In 2008 the total number of full-time equivalent jobs was 35. The number of jobs in the primary sector was 9, all of which were in agriculture. The number of jobs in the secondary sector was 11 of which 4 or (36.4%) were in manufacturing and 6 (54.5%) were in construction. The number of jobs in the tertiary sector was 15. In the tertiary sector; 8 or 53.3% were in wholesale or retail sales or the repair of motor vehicles, 1 was in the movement and storage of goods, 4 or 26.7% were in a hotel or restaurant, 1 was a technical professional or scientist, .

In 2000, there were 14 workers who commuted into the municipality and 87 workers who commuted away. The municipality is a net exporter of workers, with about 6.2 workers leaving the municipality for every one entering.
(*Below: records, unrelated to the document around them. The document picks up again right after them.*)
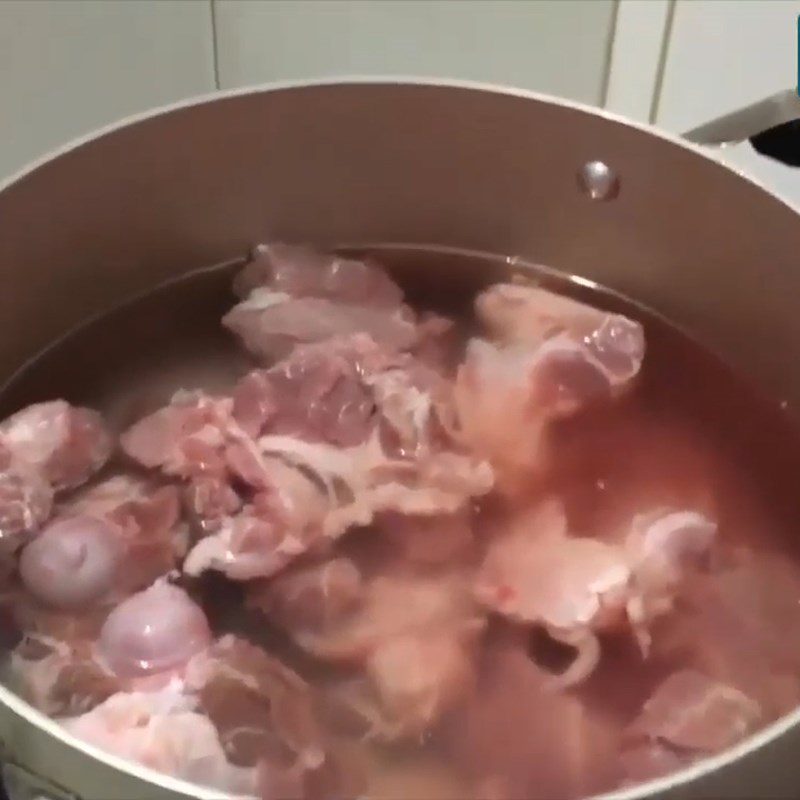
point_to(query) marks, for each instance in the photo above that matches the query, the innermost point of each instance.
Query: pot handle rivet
(598, 181)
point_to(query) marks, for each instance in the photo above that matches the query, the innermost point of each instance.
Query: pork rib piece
(372, 433)
(549, 358)
(688, 716)
(164, 731)
(294, 294)
(45, 448)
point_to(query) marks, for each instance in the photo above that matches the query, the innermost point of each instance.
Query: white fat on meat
(549, 358)
(688, 716)
(516, 314)
(143, 517)
(65, 444)
(574, 587)
(304, 272)
(268, 326)
(162, 730)
(350, 486)
(663, 546)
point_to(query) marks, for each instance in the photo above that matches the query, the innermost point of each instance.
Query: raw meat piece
(533, 316)
(312, 596)
(163, 731)
(437, 539)
(662, 546)
(270, 323)
(73, 562)
(283, 522)
(317, 394)
(65, 444)
(209, 502)
(61, 677)
(493, 398)
(395, 606)
(304, 272)
(185, 438)
(739, 624)
(520, 741)
(574, 587)
(261, 709)
(146, 518)
(345, 488)
(156, 630)
(411, 682)
(553, 358)
(418, 678)
(688, 716)
(26, 500)
(690, 711)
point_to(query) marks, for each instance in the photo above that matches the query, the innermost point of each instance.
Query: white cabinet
(722, 55)
(559, 47)
(67, 66)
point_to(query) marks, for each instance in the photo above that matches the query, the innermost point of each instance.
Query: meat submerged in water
(689, 716)
(293, 295)
(157, 630)
(164, 731)
(73, 563)
(45, 448)
(550, 358)
(412, 532)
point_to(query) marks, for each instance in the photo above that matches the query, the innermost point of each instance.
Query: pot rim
(641, 790)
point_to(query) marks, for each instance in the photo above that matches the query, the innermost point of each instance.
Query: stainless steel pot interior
(371, 162)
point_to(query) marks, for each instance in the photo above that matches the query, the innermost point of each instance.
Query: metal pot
(371, 162)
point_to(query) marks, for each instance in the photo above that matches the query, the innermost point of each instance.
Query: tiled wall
(67, 66)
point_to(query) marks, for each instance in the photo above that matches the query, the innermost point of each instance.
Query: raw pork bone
(550, 357)
(61, 676)
(688, 717)
(45, 448)
(266, 716)
(302, 492)
(163, 730)
(67, 664)
(304, 272)
(519, 741)
(340, 390)
(739, 624)
(293, 295)
(146, 517)
(414, 636)
(536, 574)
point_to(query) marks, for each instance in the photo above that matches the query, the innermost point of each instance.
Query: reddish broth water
(692, 434)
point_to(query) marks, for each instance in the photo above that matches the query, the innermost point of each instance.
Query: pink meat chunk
(265, 714)
(75, 562)
(26, 500)
(269, 324)
(156, 630)
(303, 493)
(313, 597)
(519, 741)
(392, 606)
(317, 394)
(303, 272)
(436, 539)
(145, 517)
(739, 624)
(687, 717)
(65, 444)
(61, 676)
(534, 316)
(162, 730)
Of the working population, 6.7% used public transportation to get to work, and 73.9% used a private car.

==Religion==
From the 2000 census, 36 or 16.2% were Roman Catholic, while 145 or 65.3% belonged to the Swiss Reformed Church. Of the rest of the population, there were 6 individuals (or about 2.70% of the population) who belonged to another Christian church. 34 (or about 15.32% of the population) belonged to no church, are agnostic or atheist, and 4 individuals (or about 1.80% of the population) did not answer the question.

==Education==
In Ferreyres about 95 or (42.8%) of the population have completed non-mandatory upper secondary education, and 31 or (14.0%) have completed additional higher education (either university or a Fachhochschule). Of the 31 who completed tertiary schooling, 51.6% were Swiss men, 38.7% were Swiss women.
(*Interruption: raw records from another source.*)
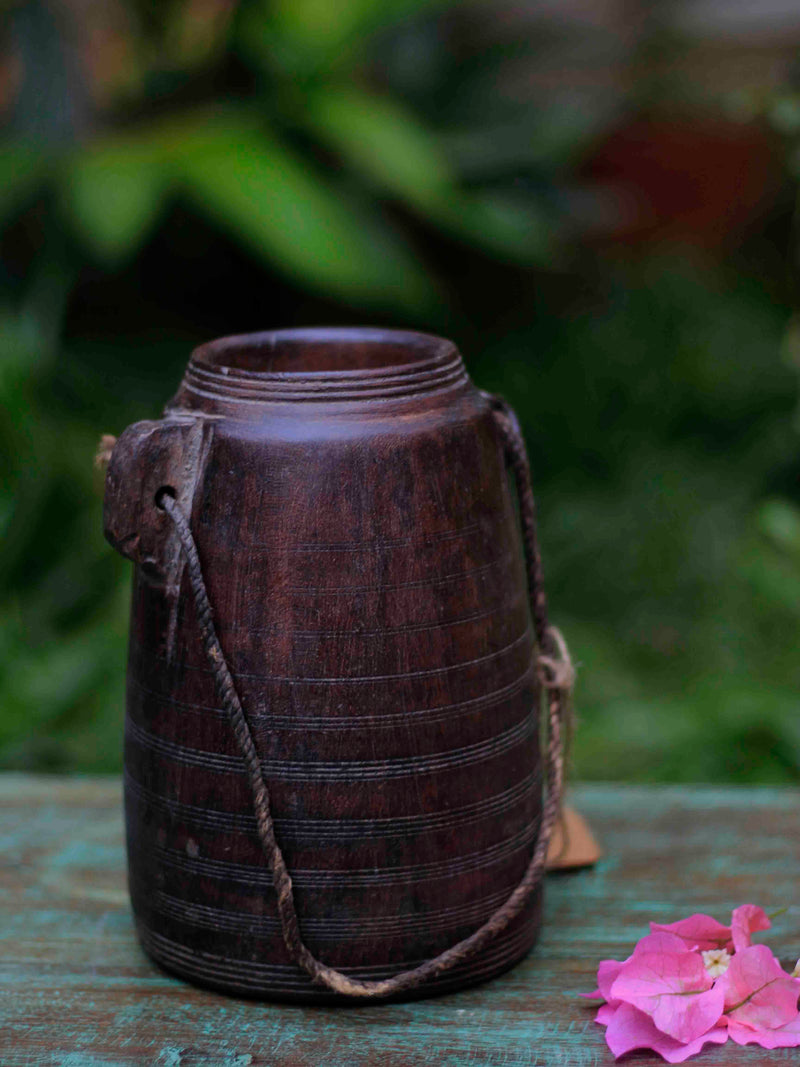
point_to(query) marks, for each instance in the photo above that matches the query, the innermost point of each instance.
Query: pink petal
(783, 1037)
(757, 991)
(745, 921)
(606, 1013)
(608, 969)
(698, 932)
(630, 1029)
(674, 989)
(659, 941)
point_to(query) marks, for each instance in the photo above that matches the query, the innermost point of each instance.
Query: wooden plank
(77, 990)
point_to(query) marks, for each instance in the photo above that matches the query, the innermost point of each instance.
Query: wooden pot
(348, 496)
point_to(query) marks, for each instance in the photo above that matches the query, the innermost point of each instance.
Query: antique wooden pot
(355, 528)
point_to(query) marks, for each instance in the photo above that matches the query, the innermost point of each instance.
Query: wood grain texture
(348, 494)
(76, 989)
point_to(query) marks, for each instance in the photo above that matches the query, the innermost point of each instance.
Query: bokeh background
(593, 197)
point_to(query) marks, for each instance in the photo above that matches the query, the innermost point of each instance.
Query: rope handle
(555, 673)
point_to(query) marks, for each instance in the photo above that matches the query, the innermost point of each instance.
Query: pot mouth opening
(324, 363)
(324, 351)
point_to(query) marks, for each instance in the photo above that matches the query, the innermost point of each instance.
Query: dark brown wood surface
(76, 989)
(348, 494)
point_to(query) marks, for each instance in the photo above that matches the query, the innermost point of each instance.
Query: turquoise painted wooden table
(76, 990)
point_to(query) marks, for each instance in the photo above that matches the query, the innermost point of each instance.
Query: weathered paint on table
(76, 990)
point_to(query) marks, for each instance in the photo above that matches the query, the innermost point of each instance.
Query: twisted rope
(555, 673)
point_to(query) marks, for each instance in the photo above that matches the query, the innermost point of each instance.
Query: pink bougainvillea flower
(757, 992)
(698, 932)
(746, 921)
(674, 989)
(630, 1029)
(696, 982)
(783, 1037)
(608, 969)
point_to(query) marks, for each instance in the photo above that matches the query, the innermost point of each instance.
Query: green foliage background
(299, 161)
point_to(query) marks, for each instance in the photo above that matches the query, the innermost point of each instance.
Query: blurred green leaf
(275, 204)
(388, 145)
(780, 520)
(310, 35)
(22, 171)
(114, 191)
(383, 140)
In the 2009/2010 school year there were a total of 41 students in the Ferreyres school district. In the Vaud cantonal school system, two years of non-obligatory pre-school are provided by the political districts. During the school year, the political district provided pre-school care for a total of 631 children of which 203 children (32.2%) received subsidized pre-school care. The canton's primary school program requires students to attend for four years. There were 20 students in the municipal primary school program. The obligatory lower secondary school program lasts for six years and there were 21 students in those schools.

As of 2000, there were 46 students from Ferreyres who attended schools outside the municipality.